Even though four different job roles were included in the study, we only had enough data to examine three of the job roles: Business Management, Developers and Researchers. Due to small sample sizes (n <=20), we were unable to study some educational segments (e.g., high school / tech / 2-year degree and PhD) for many of the comparisons. The results appear in Figure 3.
Developers. Education attainment (at least for 4-year and Masters degrees) does not appear to have an impact on skill proficiency for Developers. No significant differences in skill proficiency were found between educational levels.
Business Management. Educational attainment (at least for 4-year and Masters degrees) does have an impact on skill proficiency for data professionals who self-identify as Business Management. Business Management professionals with a Masters degree possessed greater (statistically significant at p < .05) proficiency in skills related to Business, Math & Modeling and Statistics compared to their Business Management counterparts with a 4-year degree.
Researchers. For data professionals who are Researchers, educational attainment (for 4-year, Masters and PhD degrees) does have an impact on skill proficiency. Not surprisingly, more advanced degrees translated into greater proficiency (statistically significant at p < .05) in skills around Math & Modeling and Statistics.

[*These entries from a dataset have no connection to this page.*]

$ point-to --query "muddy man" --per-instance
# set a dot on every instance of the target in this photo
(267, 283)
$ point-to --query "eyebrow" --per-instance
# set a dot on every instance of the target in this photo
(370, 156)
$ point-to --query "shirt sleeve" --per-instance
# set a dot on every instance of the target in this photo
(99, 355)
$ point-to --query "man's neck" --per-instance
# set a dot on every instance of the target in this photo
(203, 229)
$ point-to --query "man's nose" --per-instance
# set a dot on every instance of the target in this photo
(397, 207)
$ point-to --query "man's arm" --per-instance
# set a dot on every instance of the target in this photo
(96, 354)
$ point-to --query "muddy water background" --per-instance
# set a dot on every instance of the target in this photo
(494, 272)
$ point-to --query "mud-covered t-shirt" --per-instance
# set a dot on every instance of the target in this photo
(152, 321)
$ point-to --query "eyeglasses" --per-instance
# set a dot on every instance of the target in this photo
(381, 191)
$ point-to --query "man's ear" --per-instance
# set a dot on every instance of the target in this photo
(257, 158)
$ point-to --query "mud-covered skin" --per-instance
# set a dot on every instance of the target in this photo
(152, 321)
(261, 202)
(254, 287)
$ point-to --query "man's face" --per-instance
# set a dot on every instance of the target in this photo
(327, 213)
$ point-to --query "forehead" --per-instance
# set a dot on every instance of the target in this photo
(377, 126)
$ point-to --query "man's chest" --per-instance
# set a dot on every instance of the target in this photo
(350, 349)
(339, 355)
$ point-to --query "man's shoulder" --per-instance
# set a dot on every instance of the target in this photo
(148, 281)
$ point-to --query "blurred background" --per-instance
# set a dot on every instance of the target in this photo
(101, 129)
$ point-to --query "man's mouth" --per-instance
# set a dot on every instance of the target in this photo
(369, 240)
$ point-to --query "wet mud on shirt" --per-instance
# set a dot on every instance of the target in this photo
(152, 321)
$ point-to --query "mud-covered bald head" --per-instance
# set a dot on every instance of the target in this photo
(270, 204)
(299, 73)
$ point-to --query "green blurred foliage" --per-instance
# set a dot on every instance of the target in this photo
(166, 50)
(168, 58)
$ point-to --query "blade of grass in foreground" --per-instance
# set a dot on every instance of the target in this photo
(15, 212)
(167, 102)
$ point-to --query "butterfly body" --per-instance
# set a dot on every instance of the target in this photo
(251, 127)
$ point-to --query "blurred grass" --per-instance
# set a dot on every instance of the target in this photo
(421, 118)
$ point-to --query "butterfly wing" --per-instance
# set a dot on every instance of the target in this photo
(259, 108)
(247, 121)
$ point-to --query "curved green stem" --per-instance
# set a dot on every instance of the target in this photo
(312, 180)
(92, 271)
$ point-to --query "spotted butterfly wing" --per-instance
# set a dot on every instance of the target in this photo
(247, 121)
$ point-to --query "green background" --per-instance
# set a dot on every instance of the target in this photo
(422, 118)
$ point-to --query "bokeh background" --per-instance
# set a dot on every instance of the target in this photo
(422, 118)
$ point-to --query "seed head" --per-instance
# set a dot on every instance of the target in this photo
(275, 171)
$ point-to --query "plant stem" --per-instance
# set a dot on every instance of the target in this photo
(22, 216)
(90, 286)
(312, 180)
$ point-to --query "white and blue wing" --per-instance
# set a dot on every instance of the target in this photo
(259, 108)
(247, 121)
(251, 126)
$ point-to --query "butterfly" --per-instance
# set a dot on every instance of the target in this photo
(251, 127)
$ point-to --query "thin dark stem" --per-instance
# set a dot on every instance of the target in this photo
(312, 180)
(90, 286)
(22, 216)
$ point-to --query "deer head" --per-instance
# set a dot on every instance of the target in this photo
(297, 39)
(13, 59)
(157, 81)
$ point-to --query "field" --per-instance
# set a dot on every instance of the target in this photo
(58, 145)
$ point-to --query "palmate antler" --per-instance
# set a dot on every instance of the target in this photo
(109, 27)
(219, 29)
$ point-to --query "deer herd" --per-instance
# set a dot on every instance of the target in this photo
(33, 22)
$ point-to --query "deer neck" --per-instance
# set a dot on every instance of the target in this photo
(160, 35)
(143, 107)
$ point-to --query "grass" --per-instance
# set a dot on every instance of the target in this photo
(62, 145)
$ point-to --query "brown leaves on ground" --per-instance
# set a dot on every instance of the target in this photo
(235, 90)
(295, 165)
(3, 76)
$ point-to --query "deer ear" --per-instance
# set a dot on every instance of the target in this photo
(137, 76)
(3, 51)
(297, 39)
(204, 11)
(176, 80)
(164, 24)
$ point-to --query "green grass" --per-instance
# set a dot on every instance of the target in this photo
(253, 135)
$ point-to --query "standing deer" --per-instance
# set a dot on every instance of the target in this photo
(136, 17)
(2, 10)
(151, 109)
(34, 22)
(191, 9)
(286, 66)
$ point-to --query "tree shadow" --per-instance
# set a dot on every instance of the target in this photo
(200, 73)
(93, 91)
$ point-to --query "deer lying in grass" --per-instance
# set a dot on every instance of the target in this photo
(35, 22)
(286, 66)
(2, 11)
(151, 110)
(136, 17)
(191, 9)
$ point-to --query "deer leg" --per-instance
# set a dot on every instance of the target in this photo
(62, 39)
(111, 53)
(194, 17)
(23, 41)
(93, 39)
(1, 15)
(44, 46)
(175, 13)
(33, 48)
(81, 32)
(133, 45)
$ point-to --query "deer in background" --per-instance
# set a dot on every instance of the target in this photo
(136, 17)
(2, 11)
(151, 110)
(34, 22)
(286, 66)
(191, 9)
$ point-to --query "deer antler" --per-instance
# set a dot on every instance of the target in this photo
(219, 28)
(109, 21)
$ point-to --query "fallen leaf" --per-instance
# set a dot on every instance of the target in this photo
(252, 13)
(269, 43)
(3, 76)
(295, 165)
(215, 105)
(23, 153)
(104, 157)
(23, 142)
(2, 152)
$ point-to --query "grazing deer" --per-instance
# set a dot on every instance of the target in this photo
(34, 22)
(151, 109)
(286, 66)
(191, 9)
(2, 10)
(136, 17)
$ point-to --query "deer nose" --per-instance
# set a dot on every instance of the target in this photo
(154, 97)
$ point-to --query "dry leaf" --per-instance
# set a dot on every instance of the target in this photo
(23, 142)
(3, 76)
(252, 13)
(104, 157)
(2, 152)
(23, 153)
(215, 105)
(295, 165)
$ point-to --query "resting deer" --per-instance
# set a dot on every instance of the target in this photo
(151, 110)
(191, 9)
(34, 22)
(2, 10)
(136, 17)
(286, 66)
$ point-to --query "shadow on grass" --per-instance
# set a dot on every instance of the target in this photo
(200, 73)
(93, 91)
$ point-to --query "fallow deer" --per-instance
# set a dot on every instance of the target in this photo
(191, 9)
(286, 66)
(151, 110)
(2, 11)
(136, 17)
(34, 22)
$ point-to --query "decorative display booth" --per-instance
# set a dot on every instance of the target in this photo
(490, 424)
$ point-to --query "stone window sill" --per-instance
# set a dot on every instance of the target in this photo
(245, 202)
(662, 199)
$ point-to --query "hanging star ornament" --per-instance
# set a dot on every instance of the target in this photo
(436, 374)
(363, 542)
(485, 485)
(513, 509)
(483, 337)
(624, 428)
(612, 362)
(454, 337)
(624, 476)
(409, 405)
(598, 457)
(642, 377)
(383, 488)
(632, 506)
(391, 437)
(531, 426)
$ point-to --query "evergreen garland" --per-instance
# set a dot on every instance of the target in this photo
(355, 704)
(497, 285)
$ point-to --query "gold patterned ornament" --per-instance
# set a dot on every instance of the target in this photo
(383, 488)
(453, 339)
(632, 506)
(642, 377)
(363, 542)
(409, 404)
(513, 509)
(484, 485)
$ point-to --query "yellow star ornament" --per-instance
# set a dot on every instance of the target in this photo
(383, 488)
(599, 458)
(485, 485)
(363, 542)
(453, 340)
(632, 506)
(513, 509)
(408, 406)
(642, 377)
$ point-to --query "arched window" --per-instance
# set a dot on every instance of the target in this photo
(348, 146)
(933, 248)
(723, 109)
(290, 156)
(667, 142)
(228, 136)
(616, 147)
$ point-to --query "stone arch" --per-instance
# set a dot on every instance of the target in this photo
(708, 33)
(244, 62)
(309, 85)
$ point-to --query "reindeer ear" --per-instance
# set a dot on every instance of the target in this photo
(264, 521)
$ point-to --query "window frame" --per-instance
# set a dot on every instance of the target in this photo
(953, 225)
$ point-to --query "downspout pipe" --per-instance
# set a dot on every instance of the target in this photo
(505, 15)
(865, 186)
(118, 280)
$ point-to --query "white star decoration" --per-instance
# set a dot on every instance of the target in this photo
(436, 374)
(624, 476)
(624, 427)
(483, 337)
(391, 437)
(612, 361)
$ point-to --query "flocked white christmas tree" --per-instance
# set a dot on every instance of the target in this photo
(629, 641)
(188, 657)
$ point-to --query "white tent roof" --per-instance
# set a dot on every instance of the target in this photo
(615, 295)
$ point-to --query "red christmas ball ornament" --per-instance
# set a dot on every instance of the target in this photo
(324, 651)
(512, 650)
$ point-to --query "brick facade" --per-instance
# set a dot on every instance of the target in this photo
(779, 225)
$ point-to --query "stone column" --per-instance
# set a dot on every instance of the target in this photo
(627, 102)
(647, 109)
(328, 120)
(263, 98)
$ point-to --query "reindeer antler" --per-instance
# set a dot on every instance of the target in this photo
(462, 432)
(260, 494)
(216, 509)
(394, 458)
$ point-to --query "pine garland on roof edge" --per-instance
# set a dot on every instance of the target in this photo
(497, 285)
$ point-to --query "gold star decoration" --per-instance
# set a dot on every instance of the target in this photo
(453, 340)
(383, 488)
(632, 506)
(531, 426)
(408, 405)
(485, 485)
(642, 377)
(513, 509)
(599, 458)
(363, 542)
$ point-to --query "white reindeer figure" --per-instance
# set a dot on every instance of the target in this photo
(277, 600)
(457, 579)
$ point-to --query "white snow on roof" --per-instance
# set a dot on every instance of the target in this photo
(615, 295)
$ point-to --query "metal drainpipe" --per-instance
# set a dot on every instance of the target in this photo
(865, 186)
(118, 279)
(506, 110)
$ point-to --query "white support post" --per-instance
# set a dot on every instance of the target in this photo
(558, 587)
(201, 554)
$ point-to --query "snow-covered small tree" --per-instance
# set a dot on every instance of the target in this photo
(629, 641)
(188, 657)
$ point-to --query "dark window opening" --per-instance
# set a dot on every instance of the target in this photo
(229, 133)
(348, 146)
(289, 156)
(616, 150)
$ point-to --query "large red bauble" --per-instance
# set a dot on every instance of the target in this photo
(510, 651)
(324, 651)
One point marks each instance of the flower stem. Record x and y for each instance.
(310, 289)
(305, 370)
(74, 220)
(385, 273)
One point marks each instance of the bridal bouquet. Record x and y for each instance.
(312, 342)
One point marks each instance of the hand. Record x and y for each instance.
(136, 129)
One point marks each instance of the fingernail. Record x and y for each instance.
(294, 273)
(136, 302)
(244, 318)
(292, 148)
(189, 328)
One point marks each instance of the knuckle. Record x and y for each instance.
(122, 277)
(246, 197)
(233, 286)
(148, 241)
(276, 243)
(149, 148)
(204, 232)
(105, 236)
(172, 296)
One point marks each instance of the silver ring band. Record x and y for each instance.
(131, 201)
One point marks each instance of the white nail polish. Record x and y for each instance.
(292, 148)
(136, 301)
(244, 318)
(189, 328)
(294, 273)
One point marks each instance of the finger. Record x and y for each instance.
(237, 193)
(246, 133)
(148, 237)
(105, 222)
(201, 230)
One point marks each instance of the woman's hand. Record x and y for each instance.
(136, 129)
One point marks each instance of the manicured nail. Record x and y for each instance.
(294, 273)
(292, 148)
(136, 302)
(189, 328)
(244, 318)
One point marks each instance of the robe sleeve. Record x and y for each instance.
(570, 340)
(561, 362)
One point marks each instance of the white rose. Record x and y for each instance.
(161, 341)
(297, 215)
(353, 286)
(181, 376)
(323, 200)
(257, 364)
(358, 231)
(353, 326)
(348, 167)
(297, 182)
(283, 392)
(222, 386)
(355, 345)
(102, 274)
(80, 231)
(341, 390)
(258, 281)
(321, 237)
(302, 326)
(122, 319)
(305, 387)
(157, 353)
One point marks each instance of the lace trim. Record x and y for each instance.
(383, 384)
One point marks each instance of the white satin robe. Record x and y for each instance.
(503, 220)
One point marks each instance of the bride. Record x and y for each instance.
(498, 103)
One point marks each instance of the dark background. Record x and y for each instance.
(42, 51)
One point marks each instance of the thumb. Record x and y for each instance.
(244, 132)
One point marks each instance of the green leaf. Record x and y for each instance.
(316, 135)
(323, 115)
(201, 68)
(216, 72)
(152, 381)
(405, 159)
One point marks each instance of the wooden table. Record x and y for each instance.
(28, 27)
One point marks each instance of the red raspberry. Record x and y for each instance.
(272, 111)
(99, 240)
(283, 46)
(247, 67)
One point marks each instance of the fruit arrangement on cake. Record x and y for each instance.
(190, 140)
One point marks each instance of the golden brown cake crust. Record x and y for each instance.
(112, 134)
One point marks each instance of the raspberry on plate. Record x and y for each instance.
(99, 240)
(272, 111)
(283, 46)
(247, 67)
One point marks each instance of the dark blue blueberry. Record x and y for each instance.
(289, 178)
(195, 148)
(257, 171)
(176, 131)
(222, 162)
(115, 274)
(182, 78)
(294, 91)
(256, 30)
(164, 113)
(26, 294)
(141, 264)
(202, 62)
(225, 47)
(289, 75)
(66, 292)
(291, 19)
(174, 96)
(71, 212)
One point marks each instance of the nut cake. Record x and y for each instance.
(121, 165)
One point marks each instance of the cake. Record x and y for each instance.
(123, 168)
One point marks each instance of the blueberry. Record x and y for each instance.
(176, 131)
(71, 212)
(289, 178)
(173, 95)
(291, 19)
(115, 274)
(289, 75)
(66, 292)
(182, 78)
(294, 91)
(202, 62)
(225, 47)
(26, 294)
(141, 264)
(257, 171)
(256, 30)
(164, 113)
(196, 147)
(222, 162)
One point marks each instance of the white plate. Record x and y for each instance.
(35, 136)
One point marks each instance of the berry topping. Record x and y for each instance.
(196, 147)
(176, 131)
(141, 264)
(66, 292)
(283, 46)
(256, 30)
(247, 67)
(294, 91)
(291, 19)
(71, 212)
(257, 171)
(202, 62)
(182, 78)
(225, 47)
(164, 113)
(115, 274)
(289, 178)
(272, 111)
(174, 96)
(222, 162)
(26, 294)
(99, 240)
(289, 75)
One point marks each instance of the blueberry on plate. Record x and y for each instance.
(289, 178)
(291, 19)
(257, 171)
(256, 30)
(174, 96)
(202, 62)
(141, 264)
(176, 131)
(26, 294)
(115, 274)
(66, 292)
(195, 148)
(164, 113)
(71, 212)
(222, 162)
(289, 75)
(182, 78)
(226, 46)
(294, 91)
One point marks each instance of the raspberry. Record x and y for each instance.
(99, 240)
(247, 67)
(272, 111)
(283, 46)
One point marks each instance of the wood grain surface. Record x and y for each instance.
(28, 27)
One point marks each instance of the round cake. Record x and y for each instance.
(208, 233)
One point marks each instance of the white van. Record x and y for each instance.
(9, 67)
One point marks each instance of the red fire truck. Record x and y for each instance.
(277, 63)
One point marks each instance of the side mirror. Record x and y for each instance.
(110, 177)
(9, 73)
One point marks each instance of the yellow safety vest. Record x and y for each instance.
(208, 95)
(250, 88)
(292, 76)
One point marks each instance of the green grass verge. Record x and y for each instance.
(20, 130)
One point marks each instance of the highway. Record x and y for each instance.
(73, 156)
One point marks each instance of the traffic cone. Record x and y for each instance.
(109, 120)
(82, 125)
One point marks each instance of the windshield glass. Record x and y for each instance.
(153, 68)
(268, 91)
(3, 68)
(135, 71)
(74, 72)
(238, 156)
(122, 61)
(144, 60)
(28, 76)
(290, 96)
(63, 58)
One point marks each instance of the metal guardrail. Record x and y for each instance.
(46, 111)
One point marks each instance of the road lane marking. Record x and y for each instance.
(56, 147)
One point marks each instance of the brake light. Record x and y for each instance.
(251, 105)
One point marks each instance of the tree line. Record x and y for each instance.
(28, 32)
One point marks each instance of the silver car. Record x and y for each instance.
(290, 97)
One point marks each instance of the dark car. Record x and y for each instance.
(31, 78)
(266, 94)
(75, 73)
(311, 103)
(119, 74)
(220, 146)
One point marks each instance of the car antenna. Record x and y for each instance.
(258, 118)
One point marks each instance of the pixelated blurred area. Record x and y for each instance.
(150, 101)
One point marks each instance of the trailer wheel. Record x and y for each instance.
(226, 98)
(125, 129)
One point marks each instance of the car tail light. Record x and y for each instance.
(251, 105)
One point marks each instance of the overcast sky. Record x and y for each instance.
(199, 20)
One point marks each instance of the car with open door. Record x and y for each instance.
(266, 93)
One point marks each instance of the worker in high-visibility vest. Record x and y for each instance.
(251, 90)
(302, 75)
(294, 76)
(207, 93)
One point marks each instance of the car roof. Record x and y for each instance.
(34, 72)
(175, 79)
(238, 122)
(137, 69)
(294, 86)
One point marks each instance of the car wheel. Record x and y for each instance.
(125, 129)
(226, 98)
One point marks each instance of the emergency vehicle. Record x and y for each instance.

Education level is related to proficiency in data science skills for some data science roles. In general, research data scientists who hold a PhD are more proficient in Statistics and Math & Modeling compared to their counterparts who hold a Masters or 4-year college degree. Also, business management data scientists who hold a Masters degree were more proficient than their peers who hold a 4-year degree in Business, Math & Modeling and Statistics. We did not, however, see any skill difference between Developers who held a Masters or those who held a 4-year degree.
If you are a recruiter or manager of data science teams, the study results suggest that you need to consider applicants' formal educational background. Education does play a role in how well data professionals can do their jobs, but only for specific types of data science roles. Getting a PhD degree is beneficial for the data scientist who is a researcher. These researchers are better equipped to independently perform tasks in math and statistics compared to their counterparts. For the data scientist who specializes in business management, a Masters degree sets them apart with respect to their business skills compared to their peers who only possess a 4-year degree. For the data scientist who is a developer, getting a Masters degree does not necessarily give them an advantage over developers who possess a 4-year degree.
There are many ways to acquire data science skills. While universities are offering graduate degrees in data science, education companies are offering immersive courses in the same areas that require significantly less time (see Galvanize, Udacity, Coursera). Future research needs to understand how graduates of these programs compare to other data professionals who have taken a more traditional route to learning data science skills.